Meio mundo acompanha o sarilho em que está metido o Primeiro-ministro Tony Blair a propósito da falsidade das justificações dadas ao Parlamento e ao povo britânico. O caso complicou-se com a morte do perito governamental em armas químicas e biológicas que denunciou a falcatrua à BBC, pondo a nu toda a manobra de falsificação do governo britânico para justificar as suas opções belicistas. Uma comissão de inquérito parlamentar está a investigar o caso e já há quem diga que Blair devia apresentar a demissão.

Também nos Estados Unidos da América vários responsáveis da administração Bush já assumiram que o pretexto invocado não era verdadeiro. E a própria CIA terá recusado dar credibilidade às “provas” apresentadas. Nada disso impediu Bush de sustentar a criminosa intervenção militar nessa mentira.

Contudo a mentira sobre a existência certa das armas de destruição massiva na posse do Iraque de Saddam não foi dita só em inglês. Foi repetida em outras línguas com o mesmo descaramento. E também se mentiu em português.

Várias vezes ouvimos Durão Barroso e Martins da Cruz, em declarações públicas e na Assembleia da República, a justificar o apoio dado à intervenção unilateral dos Estados Unidos e do Reino Unido com a existência no Iraque de armas de destruição massiva.

Com a invasão do Iraque acabou por se demonstrar que aquelas justificações não tinham qualquer fundamento e que eram apenas uma enorme manobra de propaganda. Os mais optimistas terão então admitido que o nosso Primeiro tinha sido enganado pelos aliados. Só que o tempo foi passando sem qualquer pedido de explicações e tornou-se inegável, mesmo para os mais crédulos, que também o Governo português tinha utilizado a mentira para justificar a sua posição no conflito com o Iraque.

Não se trata aqui já da divergência de opiniões em relação à invasão do Iraque, que pela nossa parte consideramos ter sido injusta e ilegítima. Nem da discordância que tivemos com a posição de vassalagem perante o império americano que caracterizou a posição oficial portuguesa neste conflito. Nem da critica ao inaceitável envio de militares da GNR para o Iraque, participando na ocupação de um país soberano.

Do que se trata é de uma mentira, dita com todo o descaramento ao país e aos portugueses e até hoje não explicada.
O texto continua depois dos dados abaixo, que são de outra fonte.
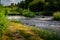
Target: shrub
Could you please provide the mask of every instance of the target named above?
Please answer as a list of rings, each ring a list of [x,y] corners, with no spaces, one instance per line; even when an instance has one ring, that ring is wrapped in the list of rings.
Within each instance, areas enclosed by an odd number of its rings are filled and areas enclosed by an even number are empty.
[[[60,20],[60,12],[55,12],[53,16],[54,16],[54,20],[58,20],[58,21]]]
[[[7,27],[7,20],[4,14],[5,14],[4,9],[0,7],[0,40],[2,40],[3,30]]]

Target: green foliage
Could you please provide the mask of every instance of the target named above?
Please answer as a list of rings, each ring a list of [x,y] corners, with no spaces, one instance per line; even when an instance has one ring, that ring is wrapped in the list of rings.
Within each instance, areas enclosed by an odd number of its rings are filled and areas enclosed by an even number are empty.
[[[60,20],[60,12],[55,12],[53,16],[54,16],[54,20]]]
[[[44,40],[59,40],[56,32],[31,27],[31,30]]]
[[[0,40],[2,39],[3,30],[7,27],[7,19],[4,7],[0,6]]]

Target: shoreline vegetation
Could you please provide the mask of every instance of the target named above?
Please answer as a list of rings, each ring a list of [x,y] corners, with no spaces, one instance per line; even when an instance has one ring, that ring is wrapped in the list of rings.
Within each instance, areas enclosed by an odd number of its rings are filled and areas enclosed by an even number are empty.
[[[54,20],[60,21],[60,0],[25,0],[17,4],[11,3],[9,6],[0,4],[0,40],[60,40],[54,31],[7,20],[8,15],[30,18],[52,16]]]

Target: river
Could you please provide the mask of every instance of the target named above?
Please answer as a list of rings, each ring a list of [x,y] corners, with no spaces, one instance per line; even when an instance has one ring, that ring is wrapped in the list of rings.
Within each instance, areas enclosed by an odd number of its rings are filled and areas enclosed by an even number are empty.
[[[56,31],[60,34],[60,21],[52,21],[53,17],[42,18],[40,16],[34,18],[27,18],[24,16],[8,16],[9,20],[19,20],[24,25],[34,26],[40,29],[47,29],[50,31]]]

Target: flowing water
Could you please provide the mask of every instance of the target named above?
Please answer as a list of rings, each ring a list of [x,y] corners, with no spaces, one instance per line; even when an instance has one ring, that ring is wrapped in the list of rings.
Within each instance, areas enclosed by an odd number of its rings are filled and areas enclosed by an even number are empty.
[[[58,34],[60,34],[60,21],[52,21],[53,17],[34,17],[34,18],[28,18],[24,16],[8,16],[9,20],[19,20],[24,25],[28,26],[34,26],[40,29],[46,29],[50,31],[56,31]]]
Temos assim um Primeiro-ministro e um Governo que mentem ao país e ao parlamento, invocando uma falsa razão para envolver o país numa guerra ilegítima e à revelia das Nações Unidas, e que perante a evidência da mentira não se sentem na obrigação de dar qualquer explicação.

Ora esta matéria não pode passar sem um sobressalto de indignação democrática. E pela exigência de que, mesmo tarde, alguma explicação seja dada aos portugueses.